I am interested in deeply understanding you and your internal and relationship dynamics that underpin your present-day experiences and ways of relating.
Psychodynamic therapy is based on the idea that many of our current emotional difficulties come from patterns developed in our early years, existing in our adult lives unconsciously as echoes and in our attachment styles. Even if we’ve had therapy before, sometimes things just keep coming back and often it is because we haven’t quite worked through these echoes yet.

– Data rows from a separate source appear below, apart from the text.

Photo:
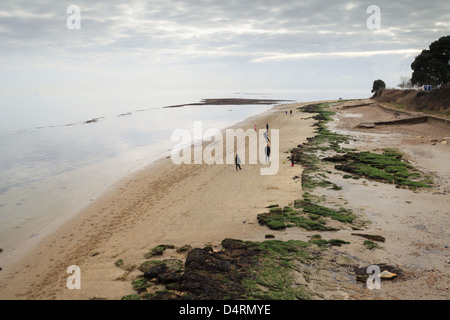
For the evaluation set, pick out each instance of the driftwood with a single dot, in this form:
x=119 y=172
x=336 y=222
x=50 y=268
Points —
x=370 y=237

By bringing these unconscious influences into awareness and working with these echoes we can start to recognise and question unhelpful patterns, helping you gain a deeper understanding and insight into yourself. This insight, combined with our trusting and healing therapeutic relationship, can then provide you the opportunity to move forwards with a greater self-knowledge, assertiveness, resilience, and self-compassion, which can help you free yourself from being stuck.

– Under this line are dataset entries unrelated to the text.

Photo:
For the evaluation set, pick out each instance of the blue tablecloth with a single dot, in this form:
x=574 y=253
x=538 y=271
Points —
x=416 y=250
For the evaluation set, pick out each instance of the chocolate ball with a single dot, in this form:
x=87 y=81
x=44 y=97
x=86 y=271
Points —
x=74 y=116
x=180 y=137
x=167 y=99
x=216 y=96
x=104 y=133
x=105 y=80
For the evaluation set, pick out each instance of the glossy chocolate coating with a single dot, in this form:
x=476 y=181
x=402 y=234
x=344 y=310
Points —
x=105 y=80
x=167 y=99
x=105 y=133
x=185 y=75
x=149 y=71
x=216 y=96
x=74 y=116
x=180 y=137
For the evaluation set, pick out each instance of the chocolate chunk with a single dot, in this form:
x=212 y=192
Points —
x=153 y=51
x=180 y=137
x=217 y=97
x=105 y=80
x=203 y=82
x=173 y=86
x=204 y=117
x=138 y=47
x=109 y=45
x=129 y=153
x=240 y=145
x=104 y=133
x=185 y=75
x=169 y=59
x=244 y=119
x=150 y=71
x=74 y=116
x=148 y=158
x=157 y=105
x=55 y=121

It is similar to psychoanalytic and attachment-based work and can involve working with dreams, creative imagery and associations to develop insight and understand the meaning of things.
My ways of working
Naturally, given the depth of this type of work, the therapy usually benefits from being open-ended or longer than some other types like CBT, but I have also worked within NHS settings and understand that sometimes for practical reasons the work needs to be shorter-term and if needed I am able to accommodate this.
Other influences
Although my work and training are primarily psychodynamic, I take inspiration and learn from many other traditions that enrich my therapeutic understanding. Primarily, these influences include attitudes which are:
Relational
Like in other relationships, much of the change that happens in therapy comes from building an authentic and honest relationship between us in which you are free to explore some of your relational difficulties with me. The relationship we form in the therapy is itself a vital part of the therapeutic process, not just your insight.
Jungian
Born from the same roots as psychodynamic work, Jungian therapy looks at the underlying unconscious dynamics that play out in our lives and can involve dream and creative work, but with an even heavier focus on symbolism and incorporating Eastern philosophies in understanding the self and positive aspects of the unconscious.
Creative
Often it can be difficult to put words around things which are, by their very nature, not verbal. Using creative methods (art, writing, dance, music, play, etc.) can be a helpful tool to engage with these things and can help facilitate changing them into something that can be thought about together.
Existential
This kind of therapy aims to help you make sense of your place in the world. At its core is the idea that we all have the capabilities and personal responsibility for making decisions and harnessing our creative potential, as well as finding our own sense of meaning.